Reading comprehension tests are used in a variety of applications, reaching from education to assessing the comprehensibility of simplified texts. However, creating such tests manually and ensuring their quality is difficult and time-consuming. In this paper, we explore how large language models (LLMs) can be used to generate and evaluate multiple-choice reading comprehension items. To this end, we compiled a dataset of German reading comprehension items and developed a new protocol for human and automatic evaluation, including a metric we call text informativity, which is based on guessability and answerability. We then used this protocol and the dataset to evaluate the quality of items generated by Llama 2 and GPT-4. Our results suggest that both models are capable of generating items of acceptable quality in a zero-shot setting, but GPT-4 clearly outperforms Llama 2. We also show that LLMs can be used for automatic evaluation by eliciting item reponses from them. In this scenario, evaluation results with GPT-4 were the most similar to human annotators. Overall, zero-shot generation with LLMs is a promising approach for generating and evaluating reading comprehension test items, in particular for languages without large amounts of available data.
Paper Structure (35 sections, 5 figures, 4 tables)

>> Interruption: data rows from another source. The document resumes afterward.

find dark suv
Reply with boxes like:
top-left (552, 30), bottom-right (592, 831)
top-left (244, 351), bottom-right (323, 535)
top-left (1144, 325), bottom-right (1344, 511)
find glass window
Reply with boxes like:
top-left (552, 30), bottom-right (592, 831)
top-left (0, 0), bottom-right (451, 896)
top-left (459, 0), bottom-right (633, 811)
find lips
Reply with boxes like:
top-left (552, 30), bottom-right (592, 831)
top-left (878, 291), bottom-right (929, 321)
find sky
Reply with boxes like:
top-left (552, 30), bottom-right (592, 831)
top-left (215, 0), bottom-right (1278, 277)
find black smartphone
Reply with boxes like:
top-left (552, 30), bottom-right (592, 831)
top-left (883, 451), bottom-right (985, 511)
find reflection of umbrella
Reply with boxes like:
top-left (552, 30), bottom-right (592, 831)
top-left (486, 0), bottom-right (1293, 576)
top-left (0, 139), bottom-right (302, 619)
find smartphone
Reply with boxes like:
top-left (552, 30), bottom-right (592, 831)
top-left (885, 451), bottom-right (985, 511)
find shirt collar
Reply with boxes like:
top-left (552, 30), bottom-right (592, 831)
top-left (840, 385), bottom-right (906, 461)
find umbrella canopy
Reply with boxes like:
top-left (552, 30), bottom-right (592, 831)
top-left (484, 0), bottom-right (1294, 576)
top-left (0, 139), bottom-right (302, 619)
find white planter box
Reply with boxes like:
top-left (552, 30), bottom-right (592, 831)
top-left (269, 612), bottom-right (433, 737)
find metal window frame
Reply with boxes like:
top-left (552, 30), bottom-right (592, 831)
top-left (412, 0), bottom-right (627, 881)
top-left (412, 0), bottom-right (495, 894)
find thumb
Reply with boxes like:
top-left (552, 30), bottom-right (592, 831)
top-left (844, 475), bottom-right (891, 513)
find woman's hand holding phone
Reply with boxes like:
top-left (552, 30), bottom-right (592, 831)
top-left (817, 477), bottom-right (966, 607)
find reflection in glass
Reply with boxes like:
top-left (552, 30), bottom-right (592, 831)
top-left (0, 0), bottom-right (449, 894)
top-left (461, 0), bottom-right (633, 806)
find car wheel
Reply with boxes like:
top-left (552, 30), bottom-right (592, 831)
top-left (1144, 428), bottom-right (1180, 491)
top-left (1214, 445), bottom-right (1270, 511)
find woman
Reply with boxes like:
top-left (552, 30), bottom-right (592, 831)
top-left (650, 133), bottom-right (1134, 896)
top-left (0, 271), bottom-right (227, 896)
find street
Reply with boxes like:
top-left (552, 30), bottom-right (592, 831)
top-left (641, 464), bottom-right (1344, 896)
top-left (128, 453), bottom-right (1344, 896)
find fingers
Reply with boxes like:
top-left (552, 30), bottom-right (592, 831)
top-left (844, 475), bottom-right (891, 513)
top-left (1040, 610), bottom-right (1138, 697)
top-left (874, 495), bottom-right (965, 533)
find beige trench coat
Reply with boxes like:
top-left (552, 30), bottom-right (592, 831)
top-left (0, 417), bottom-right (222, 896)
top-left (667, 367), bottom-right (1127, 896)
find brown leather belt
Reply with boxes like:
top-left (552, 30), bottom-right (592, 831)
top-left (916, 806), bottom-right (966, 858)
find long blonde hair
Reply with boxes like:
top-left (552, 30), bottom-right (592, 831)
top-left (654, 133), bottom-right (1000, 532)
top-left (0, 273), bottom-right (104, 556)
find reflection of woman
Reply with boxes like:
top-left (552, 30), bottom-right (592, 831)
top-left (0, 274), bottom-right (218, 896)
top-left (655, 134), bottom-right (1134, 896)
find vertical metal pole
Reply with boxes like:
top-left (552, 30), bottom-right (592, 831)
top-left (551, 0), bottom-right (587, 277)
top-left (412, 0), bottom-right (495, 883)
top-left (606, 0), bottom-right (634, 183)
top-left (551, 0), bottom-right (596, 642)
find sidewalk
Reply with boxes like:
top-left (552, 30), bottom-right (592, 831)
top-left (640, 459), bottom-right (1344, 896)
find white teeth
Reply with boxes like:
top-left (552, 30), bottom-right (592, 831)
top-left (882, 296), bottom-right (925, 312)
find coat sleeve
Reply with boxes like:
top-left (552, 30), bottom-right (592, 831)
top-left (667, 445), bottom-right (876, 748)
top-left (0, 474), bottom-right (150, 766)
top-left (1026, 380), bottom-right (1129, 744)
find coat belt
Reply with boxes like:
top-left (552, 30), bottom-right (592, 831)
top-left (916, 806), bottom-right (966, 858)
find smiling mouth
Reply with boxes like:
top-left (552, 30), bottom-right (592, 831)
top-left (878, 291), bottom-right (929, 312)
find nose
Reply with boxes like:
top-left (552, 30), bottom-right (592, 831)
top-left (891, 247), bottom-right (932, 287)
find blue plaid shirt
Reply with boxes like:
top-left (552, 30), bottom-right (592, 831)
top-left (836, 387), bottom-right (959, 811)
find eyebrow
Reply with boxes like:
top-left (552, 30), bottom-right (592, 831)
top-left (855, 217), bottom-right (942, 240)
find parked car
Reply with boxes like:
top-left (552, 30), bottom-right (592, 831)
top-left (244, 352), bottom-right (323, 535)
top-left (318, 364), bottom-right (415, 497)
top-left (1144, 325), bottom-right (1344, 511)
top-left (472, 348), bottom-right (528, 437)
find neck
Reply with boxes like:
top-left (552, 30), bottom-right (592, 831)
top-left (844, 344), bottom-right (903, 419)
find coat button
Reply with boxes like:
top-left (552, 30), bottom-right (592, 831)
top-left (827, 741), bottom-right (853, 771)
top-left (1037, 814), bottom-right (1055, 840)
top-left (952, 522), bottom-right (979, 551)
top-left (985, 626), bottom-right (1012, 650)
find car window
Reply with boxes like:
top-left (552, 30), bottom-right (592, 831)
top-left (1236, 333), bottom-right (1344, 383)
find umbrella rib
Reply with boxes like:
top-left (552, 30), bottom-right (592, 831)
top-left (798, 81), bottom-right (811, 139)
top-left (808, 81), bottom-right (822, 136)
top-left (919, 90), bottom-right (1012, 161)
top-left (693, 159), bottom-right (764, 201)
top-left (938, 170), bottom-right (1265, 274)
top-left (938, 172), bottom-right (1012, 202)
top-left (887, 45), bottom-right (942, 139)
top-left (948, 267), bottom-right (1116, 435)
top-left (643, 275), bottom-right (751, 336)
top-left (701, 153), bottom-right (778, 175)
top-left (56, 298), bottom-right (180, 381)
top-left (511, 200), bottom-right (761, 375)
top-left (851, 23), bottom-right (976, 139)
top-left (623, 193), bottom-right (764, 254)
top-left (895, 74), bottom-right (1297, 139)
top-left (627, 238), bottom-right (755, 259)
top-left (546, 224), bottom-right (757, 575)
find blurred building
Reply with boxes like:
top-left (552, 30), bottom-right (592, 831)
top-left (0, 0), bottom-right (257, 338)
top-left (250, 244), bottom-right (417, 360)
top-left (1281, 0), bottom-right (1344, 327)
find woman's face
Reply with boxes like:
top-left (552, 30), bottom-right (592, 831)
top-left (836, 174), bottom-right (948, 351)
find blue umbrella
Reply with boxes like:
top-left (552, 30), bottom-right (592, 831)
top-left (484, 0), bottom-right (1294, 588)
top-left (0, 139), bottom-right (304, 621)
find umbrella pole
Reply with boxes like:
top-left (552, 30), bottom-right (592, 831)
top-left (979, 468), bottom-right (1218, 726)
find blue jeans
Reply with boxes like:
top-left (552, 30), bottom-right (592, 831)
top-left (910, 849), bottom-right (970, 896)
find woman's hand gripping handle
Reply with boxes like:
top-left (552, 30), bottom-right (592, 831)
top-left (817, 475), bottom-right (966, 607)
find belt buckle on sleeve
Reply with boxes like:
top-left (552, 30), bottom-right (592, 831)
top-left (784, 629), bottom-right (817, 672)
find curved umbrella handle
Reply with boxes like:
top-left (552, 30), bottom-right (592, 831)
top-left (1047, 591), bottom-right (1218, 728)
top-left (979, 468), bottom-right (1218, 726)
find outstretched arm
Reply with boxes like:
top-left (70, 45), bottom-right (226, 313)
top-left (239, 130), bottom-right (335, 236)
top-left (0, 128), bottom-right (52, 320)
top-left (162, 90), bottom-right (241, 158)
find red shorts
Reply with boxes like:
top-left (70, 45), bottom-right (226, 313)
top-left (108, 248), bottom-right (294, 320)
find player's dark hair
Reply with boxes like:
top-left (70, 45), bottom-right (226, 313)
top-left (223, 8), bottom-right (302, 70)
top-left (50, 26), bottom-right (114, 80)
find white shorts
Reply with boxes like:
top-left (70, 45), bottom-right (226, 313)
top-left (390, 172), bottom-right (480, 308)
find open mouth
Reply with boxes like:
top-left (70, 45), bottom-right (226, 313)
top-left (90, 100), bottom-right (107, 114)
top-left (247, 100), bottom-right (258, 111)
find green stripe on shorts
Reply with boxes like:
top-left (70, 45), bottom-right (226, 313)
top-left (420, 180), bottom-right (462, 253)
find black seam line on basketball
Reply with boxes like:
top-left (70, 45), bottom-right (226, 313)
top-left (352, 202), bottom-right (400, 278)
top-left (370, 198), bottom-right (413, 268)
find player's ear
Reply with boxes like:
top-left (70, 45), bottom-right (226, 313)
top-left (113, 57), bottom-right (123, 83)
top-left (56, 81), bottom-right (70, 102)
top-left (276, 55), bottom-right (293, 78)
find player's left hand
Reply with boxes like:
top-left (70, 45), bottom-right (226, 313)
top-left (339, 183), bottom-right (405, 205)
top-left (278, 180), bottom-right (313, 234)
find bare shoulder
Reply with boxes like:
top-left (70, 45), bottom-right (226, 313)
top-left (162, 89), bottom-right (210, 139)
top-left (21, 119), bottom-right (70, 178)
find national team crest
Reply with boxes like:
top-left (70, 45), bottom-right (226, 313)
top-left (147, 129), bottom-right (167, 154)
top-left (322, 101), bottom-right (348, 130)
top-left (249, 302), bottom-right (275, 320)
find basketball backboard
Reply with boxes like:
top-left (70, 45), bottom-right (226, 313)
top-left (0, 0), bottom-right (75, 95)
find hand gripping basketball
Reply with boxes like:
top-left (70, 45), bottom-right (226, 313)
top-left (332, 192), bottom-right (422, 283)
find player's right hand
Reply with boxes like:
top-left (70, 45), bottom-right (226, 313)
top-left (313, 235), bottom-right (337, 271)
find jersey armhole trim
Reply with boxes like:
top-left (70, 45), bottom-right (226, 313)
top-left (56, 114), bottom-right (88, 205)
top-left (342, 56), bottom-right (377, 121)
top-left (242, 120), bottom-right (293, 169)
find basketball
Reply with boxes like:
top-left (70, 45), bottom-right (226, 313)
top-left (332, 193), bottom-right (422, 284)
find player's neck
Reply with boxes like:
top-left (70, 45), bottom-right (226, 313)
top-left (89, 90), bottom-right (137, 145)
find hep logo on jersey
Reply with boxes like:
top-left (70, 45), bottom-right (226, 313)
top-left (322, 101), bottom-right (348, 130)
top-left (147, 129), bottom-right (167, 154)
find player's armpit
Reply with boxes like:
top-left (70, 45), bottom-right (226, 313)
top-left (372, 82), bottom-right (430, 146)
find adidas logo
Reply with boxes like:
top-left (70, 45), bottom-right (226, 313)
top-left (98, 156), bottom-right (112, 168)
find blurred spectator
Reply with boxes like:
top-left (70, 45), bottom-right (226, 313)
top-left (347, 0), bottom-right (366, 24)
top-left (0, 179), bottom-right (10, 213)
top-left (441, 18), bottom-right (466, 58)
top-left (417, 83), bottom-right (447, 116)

This paper contains 35 sections, 5 figures, 4 tables.

Figures (5)

  • Figure 1: Our evaluation protocol measures the answerability and guessability of MCRC items by letting high-performing humans or LLMs respond to them with and without seeing the text. The text informativity metric is the difference between answerability and guessability and denotes to what degree the text informs the item responses.
  • Figure 2: Mean human and LLM response accuracies on human-written and LLM-generated items. The distance between the two points corresponds to text informativity. Accuracies are on the level of answer options, therefore random guessing is at 0.5. For human evaluators, means are based on 10 texts and around 185 responses without text and around 546 responses with text. For LLM evaluators, means are based on 50 texts and around 451 responses in both settings. Error bars are bootstrapped 95% confidence intervals.
  • Figure 3: Distributions of human quality ratings and their relation to human response accuracy. A rating of 1 means unusable, 5 means perfect.
  • Figure 4: Screenshot of the user interface for the human evaluation, without text.
  • Figure 5: Screenshot of the user interface for the human evaluation, with text and quality ratings.